R. Garner and R. Hastings
The Independent, May 11th 2011, p.12
The article reports that the PM was forced to deny that the Government had any plans to offer extra places to study at elite universities to students who could afford to pay the full, non-home or EU student fees. The idea had been floated by universities minister David Willetts; it hinted at the possibility of creating extra places at top universities to be offered to students who could afford to pay full fees for them. Such students would not be eligible for student loans or for help with living and accommodation costs. The extra funds would then be used to fund places for 'ordinary' students. The proposal was strongly criticised, with many arguing that this would mean wealthy students would be able to 'buy' a place at university.
R. Garner and O. Wright
The Independent, May 12th 2011, p.1
The article reveals that universities minister, David Willetts, suggested that students could get a last-minute discount on university courses or incentives, such as free ipads, as universities tried to fill vacant places during clearing. The idea has been fiercely criticised and accused of being unfair: it could lead to a situation where students on the same course could have paid different fees. Critics also say that the proposal might lead to prospective students remaining without a university place as they waited to see if the university of their choice lowered fees, a problem more likely to affect poorer applicants.
J. Shepherd and S. Rogers
The Guardian, May 17th 2011
The latest Guardian University Guide tables show that Cambridge University has taken the top spot, breaking its arch-rival Oxford's six-year stint as the UK's leading institution. Oxford has come second and St Andrews third, while the London School of Economics has climbed four places from last year to take fourth place. University College London, Warwick, Lancaster, Durham, Loughborough and Imperial College make up the top 10. The tables are based on data for full-time undergraduates at UK universities.

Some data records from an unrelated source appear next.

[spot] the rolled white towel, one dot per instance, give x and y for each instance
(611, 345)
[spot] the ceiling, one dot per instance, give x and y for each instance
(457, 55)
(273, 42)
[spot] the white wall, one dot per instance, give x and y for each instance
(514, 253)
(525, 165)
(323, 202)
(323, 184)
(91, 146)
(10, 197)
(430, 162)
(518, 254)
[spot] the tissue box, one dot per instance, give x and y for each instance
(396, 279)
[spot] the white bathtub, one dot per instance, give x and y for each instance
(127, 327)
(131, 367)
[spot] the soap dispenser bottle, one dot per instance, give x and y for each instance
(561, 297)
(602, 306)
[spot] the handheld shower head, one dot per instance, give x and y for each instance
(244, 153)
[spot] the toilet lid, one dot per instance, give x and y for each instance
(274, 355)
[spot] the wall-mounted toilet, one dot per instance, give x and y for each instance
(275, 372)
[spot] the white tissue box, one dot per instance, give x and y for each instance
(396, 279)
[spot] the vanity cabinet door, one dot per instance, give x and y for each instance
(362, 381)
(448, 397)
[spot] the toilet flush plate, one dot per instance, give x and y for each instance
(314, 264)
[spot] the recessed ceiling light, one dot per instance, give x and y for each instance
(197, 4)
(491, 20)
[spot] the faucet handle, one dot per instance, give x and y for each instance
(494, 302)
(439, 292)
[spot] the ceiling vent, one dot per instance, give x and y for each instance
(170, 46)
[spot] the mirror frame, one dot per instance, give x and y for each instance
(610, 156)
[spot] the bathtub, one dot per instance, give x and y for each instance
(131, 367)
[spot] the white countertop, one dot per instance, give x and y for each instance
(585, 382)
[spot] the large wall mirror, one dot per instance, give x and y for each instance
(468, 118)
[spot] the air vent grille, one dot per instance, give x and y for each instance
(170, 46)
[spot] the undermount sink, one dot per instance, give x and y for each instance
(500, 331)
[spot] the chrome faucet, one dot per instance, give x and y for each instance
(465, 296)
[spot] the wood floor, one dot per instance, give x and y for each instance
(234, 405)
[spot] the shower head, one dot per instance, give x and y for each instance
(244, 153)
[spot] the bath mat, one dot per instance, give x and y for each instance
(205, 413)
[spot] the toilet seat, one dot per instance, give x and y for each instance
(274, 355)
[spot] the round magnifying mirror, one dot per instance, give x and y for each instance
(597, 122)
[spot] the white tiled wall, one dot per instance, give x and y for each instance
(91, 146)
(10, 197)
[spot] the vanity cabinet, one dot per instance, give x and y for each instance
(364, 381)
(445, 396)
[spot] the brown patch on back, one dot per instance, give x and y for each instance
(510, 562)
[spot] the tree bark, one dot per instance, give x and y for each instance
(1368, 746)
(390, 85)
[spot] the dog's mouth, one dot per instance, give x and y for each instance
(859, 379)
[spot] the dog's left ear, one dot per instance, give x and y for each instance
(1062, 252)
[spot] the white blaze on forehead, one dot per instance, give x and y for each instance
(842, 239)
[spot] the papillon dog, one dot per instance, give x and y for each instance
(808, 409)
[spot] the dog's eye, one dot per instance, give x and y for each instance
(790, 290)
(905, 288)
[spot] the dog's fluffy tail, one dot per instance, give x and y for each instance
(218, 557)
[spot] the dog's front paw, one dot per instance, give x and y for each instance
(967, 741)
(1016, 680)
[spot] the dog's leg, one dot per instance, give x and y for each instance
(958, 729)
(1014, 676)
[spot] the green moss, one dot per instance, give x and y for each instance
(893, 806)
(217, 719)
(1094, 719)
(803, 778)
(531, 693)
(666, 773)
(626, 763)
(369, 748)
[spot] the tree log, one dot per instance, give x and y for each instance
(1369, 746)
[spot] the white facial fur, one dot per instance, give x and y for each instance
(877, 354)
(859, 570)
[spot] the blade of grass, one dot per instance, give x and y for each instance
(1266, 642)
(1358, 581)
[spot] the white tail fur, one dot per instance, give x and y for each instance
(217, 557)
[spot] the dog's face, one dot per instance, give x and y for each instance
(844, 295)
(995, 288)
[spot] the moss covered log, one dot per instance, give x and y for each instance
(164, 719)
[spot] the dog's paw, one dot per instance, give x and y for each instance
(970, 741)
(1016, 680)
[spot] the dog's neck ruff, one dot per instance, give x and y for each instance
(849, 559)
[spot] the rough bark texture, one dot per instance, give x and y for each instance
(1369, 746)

The Independent, May 13th 2011, p.10
The universities minister, David Willetts, has received strong criticism following his proposal that universities might be allowed to give late applicants last minute discounts on fees, in an effort to fill empty places. David Green, vice-chancellor of the University of Worcester, has accused Mr. Willetts of 'commodifying' university education. Sally Hunt, general secretary of the University and College Union, said Mr. Willetts' proposal amounted to a tacit admission that the Government's reforms of higher education are unfair.